Twenty-five prospects in the Class of 2013 already have committed to KU, and 11 signed national letters of intent in December. The rest are expected to sign Wednesday, but getting to that point has been tough for a few of them.
Most notable on that list is Iowa Western defensive back Isaiah Johnson, a 6-foot-1, 210-pound safety who committed to Kansas in December and has remained committed to the Jayhawks despite receiving interest and offers from other schools in the weeks since.
A couple of weeks ago, Texas Tech made a strong push at Johnson, who initially set up a visit with the Red Raiders but later canceled because of his comfort with Kansas. More recently, Missouri and Wisconsin also made late pushes, but Johnson rejected both.
“It’s frustrating,” Johnson admitted. “I think it’s kind of tough when you’re committed to one school but other schools keep calling. It’s hard.”
Johnnson isn’t the only KU commitment to endure such action. Louisville, Ky., offensive lineman Joey Bloomfield also has continued to rack up offers, and Pierce Community College linebacker Marcus Jenkins-Moore often fielded questions from other schools about why he picked KU.
“No other schools have really called me lately because I already told them I’m committed to KU, and I’m going to KU,” Jenkins-Moore said. “In the beginning, a couple schools respected it, but a lot of schools were questioning me on my decision and asking me why I was going to a school that’s 1-11. But it’s all good.
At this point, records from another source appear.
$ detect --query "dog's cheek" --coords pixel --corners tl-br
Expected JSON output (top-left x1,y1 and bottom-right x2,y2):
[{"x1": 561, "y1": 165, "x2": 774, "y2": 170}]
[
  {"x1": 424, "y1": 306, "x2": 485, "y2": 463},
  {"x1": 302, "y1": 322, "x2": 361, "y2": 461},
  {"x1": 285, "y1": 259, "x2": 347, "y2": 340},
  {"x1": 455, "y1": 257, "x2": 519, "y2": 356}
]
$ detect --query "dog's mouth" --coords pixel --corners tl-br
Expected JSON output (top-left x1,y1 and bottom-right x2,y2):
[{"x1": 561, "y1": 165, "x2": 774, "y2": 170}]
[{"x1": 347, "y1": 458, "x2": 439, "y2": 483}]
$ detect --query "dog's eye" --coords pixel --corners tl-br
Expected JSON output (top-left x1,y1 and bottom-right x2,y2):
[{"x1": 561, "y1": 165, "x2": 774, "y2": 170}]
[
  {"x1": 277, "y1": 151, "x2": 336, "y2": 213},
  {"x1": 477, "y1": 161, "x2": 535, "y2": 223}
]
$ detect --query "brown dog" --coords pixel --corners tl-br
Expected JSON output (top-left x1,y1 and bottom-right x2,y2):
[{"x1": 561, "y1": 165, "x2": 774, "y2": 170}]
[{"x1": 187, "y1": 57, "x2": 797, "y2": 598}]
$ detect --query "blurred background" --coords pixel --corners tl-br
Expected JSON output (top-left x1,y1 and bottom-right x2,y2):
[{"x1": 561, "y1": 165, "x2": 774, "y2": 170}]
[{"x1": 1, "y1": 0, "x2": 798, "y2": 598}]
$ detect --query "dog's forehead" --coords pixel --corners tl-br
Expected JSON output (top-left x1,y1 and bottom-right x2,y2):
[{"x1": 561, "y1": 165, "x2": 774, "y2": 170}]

They should be happy for me.”
With such activity being the norm in college football these days, coaches know they have to do as much recruiting after landing a commitment as they do before. During the past several weeks, KU’s coaching staff has double- and triple-teamed already-committed athletes to make sure those commitments stick.
Although Johnson admitted to being flattered by the continued interest, he said the work the KU coaching staff has done since he committed easily matched the work it put in to get him in the first place.
“Coach (Buddy) Wyatt has been doing a real good job,” Johnson said “If another school comes after me, I tell him, and he, coach (Dave) Campo and coach (Rob) Ianello all came to my school to let me know how much they wanted me. That just shows they really care. They’ve been with me throughout the whole process. They’ve been at my house. They’ve done everything they can to get me.”
Because of that, Johnson has rejected all other offers and, long ago, started counting down the days to signing day.
“I’m still committed to KU,” he said. “I can’t imagine anything changing that. It’s coming down to the wire, but I’m just ready to get it over with; I’m ready to sign right now.”
There is good news for Johnson and the rest of the commitments still hearing from other schools. Coaches have reached another dead period, so no contact of any kind is permitted between now and signing day.
Savage still thinking?
KU’s late-game wish list still includes a few high school seniors and junior-college prospects, and one name seems to have climbed to the top.
Arizona Western CC offensive lineman Dionte Savage, a 6-5, 345-pound guard who previously committed to Baylor, has reopened his recruitment and has been as busy as any prospect in the country during the past couple of weeks.
KU has put the full-court press on Savage, with head coach Charlie Weis and assistants Tim Grunhard, Jeff Blasko and Reggie Mitchell all playing a part.
Savage visited and loved KU during the final weekend of January and also has taken visits to Texas Tech and Oklahoma. Baylor remains a player and has done its best to hang on to Savage, who is expected to take his decision down to the wire.